The Environmental Defense Action Fund, Algae Biomass Organization, and dozens of other Fortune 500 and Wall Street firms, and nonprofit groups paid K&L Gates $17.4 million in 2014 to lobby committees and members of Congress, mostly over appropriations bills.
The VA hasn’t had a permanent IG since December 2013, and in recent years has become the focus of multiple congressional investigations of veterans dying while on wait lists seeking treatment and benefits, and of whistleblowers being punished for talking to Congress about the problems.
Government accountability advocates aren’t jumping up and down yet over Missal.
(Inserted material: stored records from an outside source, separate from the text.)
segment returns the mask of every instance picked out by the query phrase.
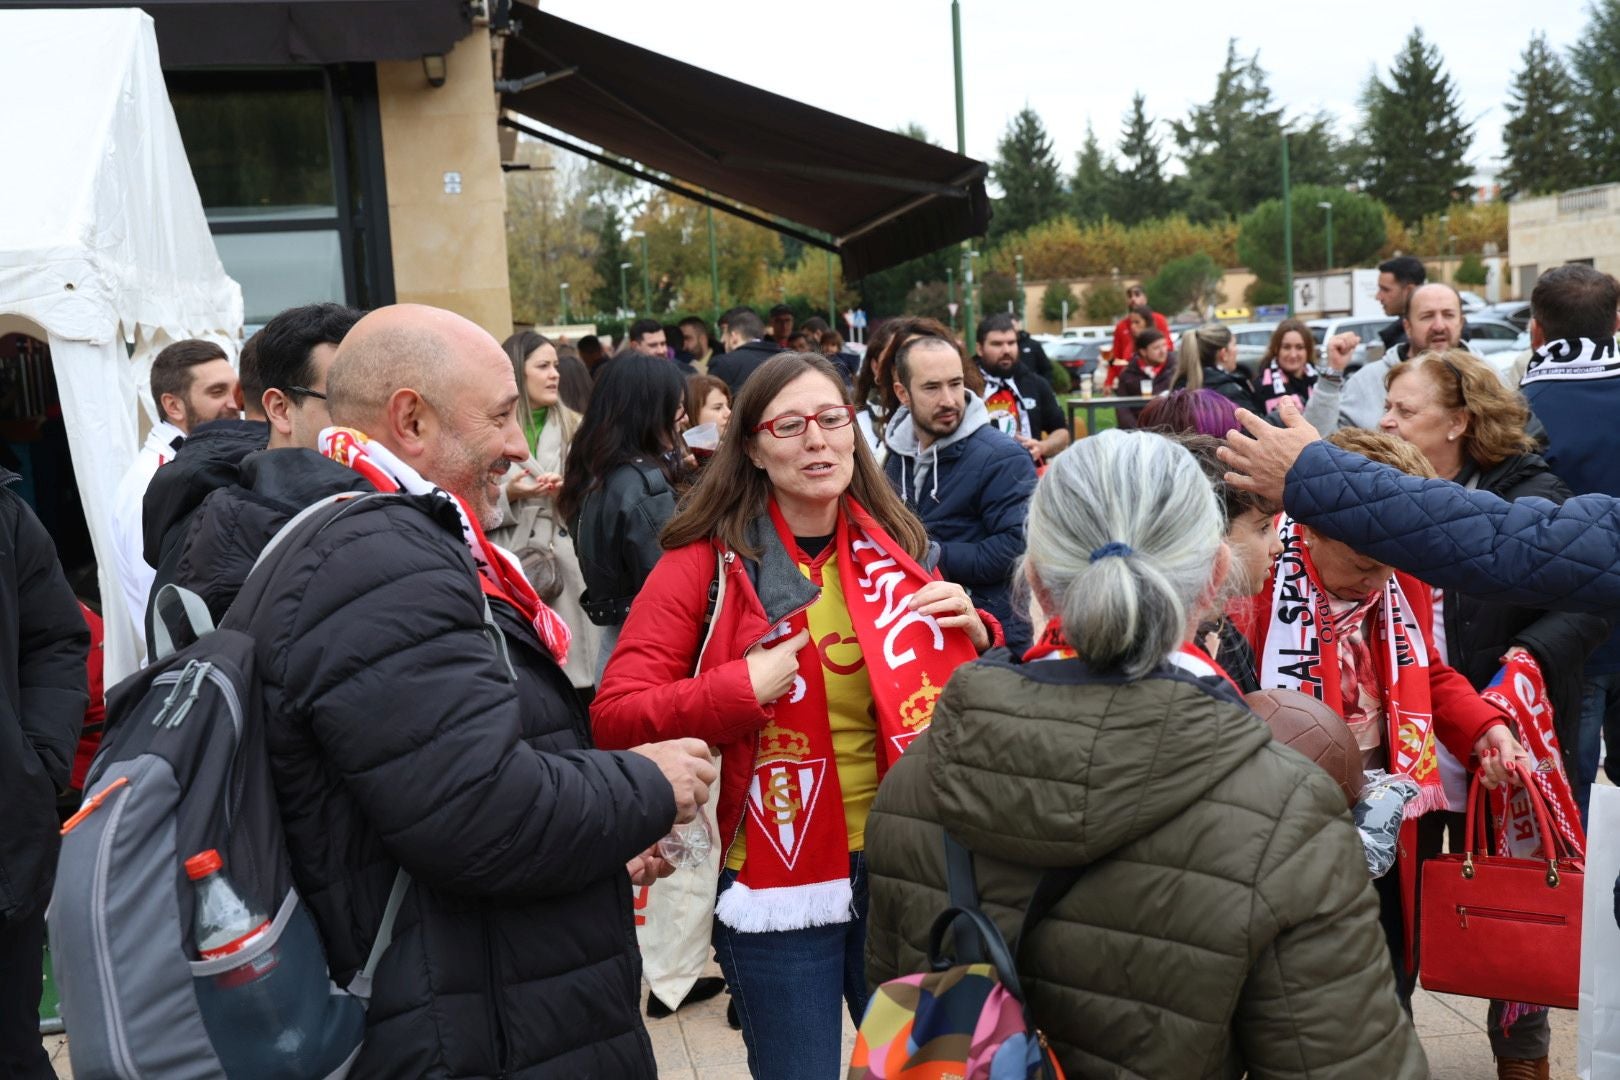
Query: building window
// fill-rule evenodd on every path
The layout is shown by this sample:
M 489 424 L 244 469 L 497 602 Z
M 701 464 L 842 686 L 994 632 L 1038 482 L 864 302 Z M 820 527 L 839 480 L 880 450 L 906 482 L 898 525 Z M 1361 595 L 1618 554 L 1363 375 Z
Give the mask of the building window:
M 393 301 L 371 65 L 165 73 L 249 327 L 325 301 Z

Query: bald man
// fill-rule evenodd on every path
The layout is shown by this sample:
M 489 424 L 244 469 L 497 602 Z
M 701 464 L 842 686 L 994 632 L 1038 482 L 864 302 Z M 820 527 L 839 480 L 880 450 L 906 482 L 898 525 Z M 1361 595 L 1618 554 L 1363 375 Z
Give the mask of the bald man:
M 1377 428 L 1379 418 L 1384 415 L 1384 376 L 1389 374 L 1390 368 L 1419 353 L 1455 348 L 1473 350 L 1466 340 L 1468 328 L 1463 321 L 1462 298 L 1454 287 L 1444 282 L 1430 282 L 1412 290 L 1402 325 L 1406 328 L 1406 339 L 1349 378 L 1343 378 L 1340 373 L 1360 339 L 1354 334 L 1339 334 L 1328 343 L 1323 355 L 1332 370 L 1322 373 L 1317 380 L 1310 403 L 1305 407 L 1307 422 L 1323 431 L 1341 427 Z
M 494 338 L 382 308 L 326 392 L 321 452 L 392 494 L 323 511 L 247 622 L 293 874 L 339 985 L 410 875 L 350 1075 L 651 1078 L 630 886 L 669 871 L 653 845 L 707 798 L 708 748 L 590 749 L 566 629 L 484 539 L 527 457 Z

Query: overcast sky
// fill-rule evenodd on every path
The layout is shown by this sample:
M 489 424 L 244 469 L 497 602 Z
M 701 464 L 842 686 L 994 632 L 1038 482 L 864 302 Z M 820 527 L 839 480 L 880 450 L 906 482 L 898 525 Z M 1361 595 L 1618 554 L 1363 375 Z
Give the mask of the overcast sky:
M 593 30 L 878 127 L 914 121 L 955 148 L 949 0 L 541 2 Z M 1242 53 L 1259 50 L 1272 93 L 1291 114 L 1325 109 L 1347 135 L 1368 73 L 1376 66 L 1387 75 L 1416 25 L 1440 47 L 1475 122 L 1469 161 L 1493 173 L 1508 84 L 1530 34 L 1545 31 L 1562 51 L 1585 22 L 1584 0 L 962 0 L 967 152 L 991 159 L 1007 122 L 1028 104 L 1070 172 L 1088 121 L 1106 149 L 1117 144 L 1136 90 L 1161 121 L 1207 102 L 1229 37 Z M 829 45 L 841 55 L 823 59 Z M 1160 132 L 1172 149 L 1168 128 Z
“There isn’t anything on his resume that sends up a big red flag, but there isn’t anything that makes us enthusiastic about his appointment either,” said Joe Newman, director of communications for the Project on Government Oversight, a nonprofit organization that advocates for government efficiency and transparency for the taxpaying public.
Transparency groups and members of Congress have been calling on Obama to select a permanent IG for months, but the president announced Missal’s nomination quietly along with 11 other nominations Friday.
Republican Sen. Ron Johnson, chairman of the Senate Committee on Homeland Security and Governmental Affairs, said the appointment is long overdue.
“I welcome the news that the president has nominated Michael J. Missal to serve as VA inspector general,” Johnson said. “For far too long, the VA OIG’s lack of permanent leadership has compromised veteran care, fostered a culture of whistleblower retaliation within the agency, and compromised the independence of the VA’s chief watchdog.”
Republican Rep. Jeff Miller, chairman of the House Committee on Veterans Affairs, declined to comment, but his panel has been the chief investigative entity in exposing the troubled department’s problems.
“In the midst of the largest and most damaging scandal in VA’s history, it is vitally important that the VA Office of Inspector General have an independent and objective leader in place to combat waste, fraud and abuse,” Miller wrote to Obama last year.
Missal, who did not return a request for comment, was lead counsel to the independent review panel investigating a 2004 60 Minutes segment by CBS Evening News Anchor Dan Rather on former President George W. Bush’s service in the Texas Air National Guard. CBS fired four employees, including Rather, for relying on documents the news outlet couldn’t authenticate.
Missal has no prior experience in the military or on an IG staff.